Gabriel Fornés richtete die Coves Blanques um 1844 weiter her. Die kleinen Räume waren dennoch so knapp, dass sie nicht immer ganze Familien aufnehmen konnten. Bis zur Mitte des Jahrhunderts bildeten diese Felswohnungen den ersten dauerhaft bewohnten Kern an der Bucht.

1888 entstand die Colònia del Carme

Die Höhlen blieben bis 1888 bewohnt. In diesem Jahr wurde die Colònia del Carme gegründet und die Siedlung oberhalb des Wassers planmäßig ausgebaut. Familien von Fischern aus Felanitx, Capdepera und Valldemossa zogen hinzu und verstärkten Fischerei und Handel.

Mit der wachsenden Flotte wurden feste Kaianlagen und ein Slip dringend nötig. Eine Fischerkasse für Porto Cristo und Cala Bona entwickelte sich später zur Cofradía; 1943 eröffnete Jaume Vaquer, genannt Vermell, eine Werft. Hafenarbeit wurde damit schrittweise von improvisierten Uferplätzen in spezialisierte Betriebe verlagert.

Club und öffentlicher Hafen teilen sich die Bucht

Der Club Nàutic wurde 1969 von Joan Servera Amer gegründet. Seine Schwimmstege ergänzten Fischereikai und staatlich verwaltete Liegeplätze, ohne diese zu ersetzen. Diese geteilte Zuständigkeit besteht bis heute und erklärt, weshalb zwei Reservierungen und unterschiedliche Platzkontingente innerhalb desselben Hafens existieren.

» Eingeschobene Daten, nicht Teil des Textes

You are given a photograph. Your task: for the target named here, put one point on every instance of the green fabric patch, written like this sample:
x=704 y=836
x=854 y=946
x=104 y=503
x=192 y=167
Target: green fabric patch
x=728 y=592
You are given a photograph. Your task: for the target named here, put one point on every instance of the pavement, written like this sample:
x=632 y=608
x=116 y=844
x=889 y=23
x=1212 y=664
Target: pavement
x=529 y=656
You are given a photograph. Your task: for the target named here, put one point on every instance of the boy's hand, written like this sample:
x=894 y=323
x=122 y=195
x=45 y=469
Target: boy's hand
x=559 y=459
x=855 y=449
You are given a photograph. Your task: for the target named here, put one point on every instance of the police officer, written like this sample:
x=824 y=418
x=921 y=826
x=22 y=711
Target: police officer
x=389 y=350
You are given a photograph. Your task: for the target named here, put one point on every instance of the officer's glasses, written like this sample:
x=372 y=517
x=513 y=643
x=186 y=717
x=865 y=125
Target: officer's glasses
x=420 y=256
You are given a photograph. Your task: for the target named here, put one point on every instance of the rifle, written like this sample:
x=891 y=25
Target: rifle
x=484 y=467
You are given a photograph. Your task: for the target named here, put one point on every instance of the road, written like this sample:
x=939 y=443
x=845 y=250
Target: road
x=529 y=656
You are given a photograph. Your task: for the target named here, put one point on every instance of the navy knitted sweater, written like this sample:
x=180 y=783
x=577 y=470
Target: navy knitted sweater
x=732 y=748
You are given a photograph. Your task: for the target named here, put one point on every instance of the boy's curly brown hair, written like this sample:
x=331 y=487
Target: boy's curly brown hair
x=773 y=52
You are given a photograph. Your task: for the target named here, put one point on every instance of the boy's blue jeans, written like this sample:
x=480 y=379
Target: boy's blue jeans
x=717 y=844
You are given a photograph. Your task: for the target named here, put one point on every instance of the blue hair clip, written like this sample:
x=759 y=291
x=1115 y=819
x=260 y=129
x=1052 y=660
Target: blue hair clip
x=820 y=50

Die Cova del Patró Pelat liegt ausgerechnet im heutigen Clubgelände. Dadurch bleibt der Ursprung der Siedlung unmittelbar neben der modernen Hafeninfrastruktur sichtbar. Gegenüber markieren Strand, Promenade und Coves Blanques den Weg von notdürftigen Felswohnungen zur Colònia del Carme und schließlich zum heutigen Porto Cristo.